Die Aufmerksamkeit der Öffentlichkeit ist den Terroristen mit ihren Bildern, die die Vernichtung von Menschenleben dokumentieren, sicher. "Terror will politische Botschaften vermitteln - und dafür braucht er die Öffentlichkeit", sagt Hafez. Den Drahtziehern der Anschläge und Entführungen gehe darum, "das Leid drastischer in die Medien zu bringen". Und auch Groebel ist überzeugt: "Bilder sind zu Waffen geworden."
Mittlerweile habe sich so etwas wie eine Spirale aus Terror und der Medienberichterstattung darüber in Gang gesetzt, glaubt Groebel: Je mehr wir uns an die schrecklichen Bilder aus den Krisenregionen gewöhnen, desto schlimmer müssen die Taten der Terroristen ausfallen, um noch unsere Aufmerksamkeit und unser Entsetzen zu erregen.
Der Schrecken der Bilder unterliege einer Art "Abnutzungseffekt", sagt Hafez. "Hat man sich an gewisse Bildsprachen gewöhnt, muss danach mehr kommen." Mit Beslan sei man nun wieder "eine Stufe in der Eskalations-Entwicklung höher" - wohin das letztendlich führt, bleibt offen.
Hier sei ein Punkt erreicht, an dem "die Medien extrem aufpassen müssen, wenn sie nicht der Kommunikationsstrategie von Terroristen auf den Leim gehen wollen", warnt der Erfurter Medienwissenschaftler.
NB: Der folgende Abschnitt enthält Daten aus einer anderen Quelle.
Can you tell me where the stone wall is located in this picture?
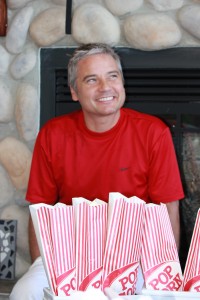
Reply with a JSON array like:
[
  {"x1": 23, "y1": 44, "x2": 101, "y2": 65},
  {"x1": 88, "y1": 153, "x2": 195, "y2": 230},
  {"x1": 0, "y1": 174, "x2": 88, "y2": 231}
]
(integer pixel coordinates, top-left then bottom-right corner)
[{"x1": 0, "y1": 0, "x2": 200, "y2": 277}]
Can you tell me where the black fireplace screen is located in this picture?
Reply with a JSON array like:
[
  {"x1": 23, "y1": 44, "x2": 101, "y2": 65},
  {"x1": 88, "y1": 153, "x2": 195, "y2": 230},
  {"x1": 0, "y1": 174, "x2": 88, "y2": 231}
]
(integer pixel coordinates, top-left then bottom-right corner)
[{"x1": 40, "y1": 47, "x2": 200, "y2": 267}]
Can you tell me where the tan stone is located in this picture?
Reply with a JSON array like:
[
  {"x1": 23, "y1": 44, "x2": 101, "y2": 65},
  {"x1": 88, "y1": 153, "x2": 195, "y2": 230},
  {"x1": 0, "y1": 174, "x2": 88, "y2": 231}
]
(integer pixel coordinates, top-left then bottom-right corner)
[
  {"x1": 0, "y1": 45, "x2": 10, "y2": 75},
  {"x1": 6, "y1": 0, "x2": 33, "y2": 9},
  {"x1": 0, "y1": 165, "x2": 14, "y2": 209},
  {"x1": 178, "y1": 5, "x2": 200, "y2": 39},
  {"x1": 124, "y1": 14, "x2": 181, "y2": 50},
  {"x1": 0, "y1": 137, "x2": 32, "y2": 190},
  {"x1": 148, "y1": 0, "x2": 183, "y2": 11},
  {"x1": 10, "y1": 47, "x2": 37, "y2": 79},
  {"x1": 29, "y1": 7, "x2": 66, "y2": 46},
  {"x1": 105, "y1": 0, "x2": 143, "y2": 16},
  {"x1": 6, "y1": 7, "x2": 33, "y2": 54},
  {"x1": 72, "y1": 3, "x2": 120, "y2": 45},
  {"x1": 0, "y1": 80, "x2": 14, "y2": 122}
]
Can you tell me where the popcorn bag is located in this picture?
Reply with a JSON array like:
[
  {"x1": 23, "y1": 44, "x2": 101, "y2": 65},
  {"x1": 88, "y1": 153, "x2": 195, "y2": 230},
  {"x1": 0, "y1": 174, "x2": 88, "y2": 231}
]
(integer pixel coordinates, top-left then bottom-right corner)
[
  {"x1": 103, "y1": 193, "x2": 145, "y2": 296},
  {"x1": 141, "y1": 204, "x2": 183, "y2": 291},
  {"x1": 183, "y1": 209, "x2": 200, "y2": 297},
  {"x1": 30, "y1": 203, "x2": 76, "y2": 296},
  {"x1": 72, "y1": 197, "x2": 107, "y2": 291}
]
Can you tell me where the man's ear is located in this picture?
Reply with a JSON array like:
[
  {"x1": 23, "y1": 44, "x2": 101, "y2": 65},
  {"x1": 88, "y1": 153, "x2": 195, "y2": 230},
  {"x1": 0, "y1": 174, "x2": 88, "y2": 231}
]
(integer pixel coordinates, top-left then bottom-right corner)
[{"x1": 70, "y1": 86, "x2": 78, "y2": 101}]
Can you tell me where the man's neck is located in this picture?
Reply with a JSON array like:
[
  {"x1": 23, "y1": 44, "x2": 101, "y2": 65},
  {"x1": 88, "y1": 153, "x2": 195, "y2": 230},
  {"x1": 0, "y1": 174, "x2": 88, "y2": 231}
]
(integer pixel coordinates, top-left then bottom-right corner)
[{"x1": 84, "y1": 111, "x2": 120, "y2": 133}]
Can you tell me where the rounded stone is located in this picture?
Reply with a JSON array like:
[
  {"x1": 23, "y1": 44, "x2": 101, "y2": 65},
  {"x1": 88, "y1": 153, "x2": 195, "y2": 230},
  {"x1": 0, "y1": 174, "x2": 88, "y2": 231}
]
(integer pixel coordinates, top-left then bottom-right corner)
[
  {"x1": 29, "y1": 7, "x2": 66, "y2": 46},
  {"x1": 0, "y1": 80, "x2": 14, "y2": 122},
  {"x1": 6, "y1": 0, "x2": 33, "y2": 9},
  {"x1": 178, "y1": 5, "x2": 200, "y2": 39},
  {"x1": 105, "y1": 0, "x2": 143, "y2": 16},
  {"x1": 72, "y1": 3, "x2": 120, "y2": 45},
  {"x1": 124, "y1": 14, "x2": 181, "y2": 51},
  {"x1": 0, "y1": 45, "x2": 10, "y2": 75},
  {"x1": 148, "y1": 0, "x2": 183, "y2": 11},
  {"x1": 0, "y1": 165, "x2": 14, "y2": 208},
  {"x1": 10, "y1": 47, "x2": 37, "y2": 80},
  {"x1": 6, "y1": 6, "x2": 33, "y2": 54}
]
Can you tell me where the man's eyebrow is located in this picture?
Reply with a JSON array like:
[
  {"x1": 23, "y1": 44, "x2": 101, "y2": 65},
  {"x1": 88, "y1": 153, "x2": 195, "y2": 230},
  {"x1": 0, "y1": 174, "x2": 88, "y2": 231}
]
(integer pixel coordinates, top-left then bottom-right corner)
[
  {"x1": 82, "y1": 74, "x2": 97, "y2": 81},
  {"x1": 82, "y1": 70, "x2": 120, "y2": 81}
]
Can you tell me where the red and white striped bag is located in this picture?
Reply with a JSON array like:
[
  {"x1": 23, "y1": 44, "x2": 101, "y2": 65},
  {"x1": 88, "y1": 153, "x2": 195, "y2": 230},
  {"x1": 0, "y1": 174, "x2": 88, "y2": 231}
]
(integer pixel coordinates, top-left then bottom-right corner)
[
  {"x1": 183, "y1": 209, "x2": 200, "y2": 292},
  {"x1": 103, "y1": 193, "x2": 145, "y2": 295},
  {"x1": 30, "y1": 203, "x2": 76, "y2": 296},
  {"x1": 141, "y1": 204, "x2": 183, "y2": 291},
  {"x1": 72, "y1": 197, "x2": 107, "y2": 291}
]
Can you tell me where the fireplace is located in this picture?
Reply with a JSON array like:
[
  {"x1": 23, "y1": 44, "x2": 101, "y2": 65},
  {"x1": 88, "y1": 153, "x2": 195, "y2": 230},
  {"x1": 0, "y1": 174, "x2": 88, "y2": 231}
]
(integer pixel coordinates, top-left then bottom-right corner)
[{"x1": 40, "y1": 47, "x2": 200, "y2": 267}]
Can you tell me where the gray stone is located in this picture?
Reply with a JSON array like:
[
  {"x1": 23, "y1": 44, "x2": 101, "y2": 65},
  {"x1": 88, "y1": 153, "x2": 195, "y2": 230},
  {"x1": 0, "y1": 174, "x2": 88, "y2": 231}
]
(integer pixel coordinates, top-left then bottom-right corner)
[
  {"x1": 72, "y1": 3, "x2": 120, "y2": 45},
  {"x1": 105, "y1": 0, "x2": 143, "y2": 16},
  {"x1": 0, "y1": 80, "x2": 14, "y2": 122},
  {"x1": 0, "y1": 45, "x2": 10, "y2": 75},
  {"x1": 6, "y1": 7, "x2": 33, "y2": 54},
  {"x1": 10, "y1": 47, "x2": 37, "y2": 79},
  {"x1": 29, "y1": 7, "x2": 66, "y2": 46},
  {"x1": 15, "y1": 83, "x2": 39, "y2": 141},
  {"x1": 178, "y1": 5, "x2": 200, "y2": 39},
  {"x1": 0, "y1": 137, "x2": 32, "y2": 190},
  {"x1": 148, "y1": 0, "x2": 183, "y2": 11},
  {"x1": 124, "y1": 14, "x2": 181, "y2": 50}
]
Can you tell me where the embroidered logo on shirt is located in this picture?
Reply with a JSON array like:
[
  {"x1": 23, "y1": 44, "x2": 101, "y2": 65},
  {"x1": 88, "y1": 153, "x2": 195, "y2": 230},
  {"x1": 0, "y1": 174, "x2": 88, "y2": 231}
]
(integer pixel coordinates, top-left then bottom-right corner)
[{"x1": 120, "y1": 167, "x2": 130, "y2": 172}]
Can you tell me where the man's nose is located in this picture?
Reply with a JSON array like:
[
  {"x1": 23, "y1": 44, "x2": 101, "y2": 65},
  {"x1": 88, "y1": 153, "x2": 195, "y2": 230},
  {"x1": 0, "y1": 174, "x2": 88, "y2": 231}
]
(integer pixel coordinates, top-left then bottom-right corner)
[{"x1": 99, "y1": 79, "x2": 110, "y2": 90}]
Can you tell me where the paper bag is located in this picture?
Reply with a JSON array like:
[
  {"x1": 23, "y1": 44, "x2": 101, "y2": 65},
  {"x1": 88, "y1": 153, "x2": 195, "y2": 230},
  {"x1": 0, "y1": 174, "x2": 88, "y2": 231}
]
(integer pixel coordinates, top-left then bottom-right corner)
[
  {"x1": 183, "y1": 209, "x2": 200, "y2": 297},
  {"x1": 72, "y1": 197, "x2": 107, "y2": 291},
  {"x1": 141, "y1": 204, "x2": 183, "y2": 291},
  {"x1": 30, "y1": 203, "x2": 76, "y2": 296},
  {"x1": 103, "y1": 193, "x2": 145, "y2": 296}
]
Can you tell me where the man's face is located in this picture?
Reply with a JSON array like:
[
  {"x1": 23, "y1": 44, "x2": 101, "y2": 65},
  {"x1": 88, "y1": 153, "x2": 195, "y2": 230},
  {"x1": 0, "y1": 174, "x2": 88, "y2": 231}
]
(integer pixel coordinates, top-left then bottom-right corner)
[{"x1": 71, "y1": 54, "x2": 125, "y2": 126}]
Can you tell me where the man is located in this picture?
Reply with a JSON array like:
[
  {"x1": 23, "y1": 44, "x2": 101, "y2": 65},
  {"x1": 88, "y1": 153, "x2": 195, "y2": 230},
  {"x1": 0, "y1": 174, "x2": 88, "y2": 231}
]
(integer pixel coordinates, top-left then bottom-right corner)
[{"x1": 10, "y1": 44, "x2": 184, "y2": 300}]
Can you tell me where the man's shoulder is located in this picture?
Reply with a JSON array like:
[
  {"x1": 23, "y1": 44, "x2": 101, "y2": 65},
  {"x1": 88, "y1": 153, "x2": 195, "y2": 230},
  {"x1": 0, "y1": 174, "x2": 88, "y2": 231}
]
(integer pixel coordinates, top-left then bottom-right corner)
[
  {"x1": 42, "y1": 110, "x2": 82, "y2": 130},
  {"x1": 123, "y1": 108, "x2": 167, "y2": 128}
]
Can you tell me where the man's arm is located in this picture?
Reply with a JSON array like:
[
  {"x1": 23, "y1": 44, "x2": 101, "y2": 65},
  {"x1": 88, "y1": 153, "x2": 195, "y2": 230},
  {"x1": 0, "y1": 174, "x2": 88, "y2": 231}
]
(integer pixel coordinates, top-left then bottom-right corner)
[
  {"x1": 166, "y1": 201, "x2": 180, "y2": 250},
  {"x1": 28, "y1": 216, "x2": 40, "y2": 262}
]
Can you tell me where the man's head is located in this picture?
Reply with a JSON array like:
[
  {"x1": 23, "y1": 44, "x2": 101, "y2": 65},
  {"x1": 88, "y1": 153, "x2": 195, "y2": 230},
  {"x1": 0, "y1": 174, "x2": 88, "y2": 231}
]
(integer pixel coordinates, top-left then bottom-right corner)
[
  {"x1": 68, "y1": 44, "x2": 125, "y2": 132},
  {"x1": 68, "y1": 43, "x2": 124, "y2": 91}
]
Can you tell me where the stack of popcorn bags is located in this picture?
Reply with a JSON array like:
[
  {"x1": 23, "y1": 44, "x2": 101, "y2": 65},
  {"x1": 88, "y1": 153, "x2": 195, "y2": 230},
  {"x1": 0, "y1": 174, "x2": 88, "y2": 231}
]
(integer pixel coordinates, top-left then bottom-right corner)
[
  {"x1": 183, "y1": 209, "x2": 200, "y2": 292},
  {"x1": 30, "y1": 192, "x2": 200, "y2": 297}
]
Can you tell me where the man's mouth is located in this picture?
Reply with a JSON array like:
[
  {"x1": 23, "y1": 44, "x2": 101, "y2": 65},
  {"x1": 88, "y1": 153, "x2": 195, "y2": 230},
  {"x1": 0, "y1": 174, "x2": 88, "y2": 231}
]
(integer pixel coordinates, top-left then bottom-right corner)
[{"x1": 98, "y1": 96, "x2": 114, "y2": 102}]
Zwar sei die Berichterstattung über Krisen und Kriege - wie in Tschetschenien und im Sudan - durchaus wichtig. Die Grenze sei jedoch da erreicht, wo "Menschen geopfert werden, um Bilder zu inszenieren", sagt er. Zeigten Medien solche Bilder, machten sie sich damit mitschuldig.
Doch anders als im Irak, wo der Fernsehsender Al Dschasira geschlossen wurde, oder in Russland, wo der Chefredakteur der Tageszeitung "Iswestija", die großformatige und schockierende Fotos von verwundeten und toten Kindern gezeigt hatte, offenbar auf Druck von oben gehen musste, sehen die Medienforscher hier die Redaktionen weiterhin selbst in der Verantwortung.
Diese müssten selbst von Fall zu Fall darüber entscheiden, was sie sendeten und was nicht, fordert Groebel. Daran, dass die Videos der Terroristen trotz allem im Internet verfügbar sind und zum Teil sogar regelrecht vertrieben werden, wird dies zwar nichts ändern. Eine - wenn auch unfreiwillige - "Symbiose von Medien und Terror" wäre allerdings fatal, warnt Hafez.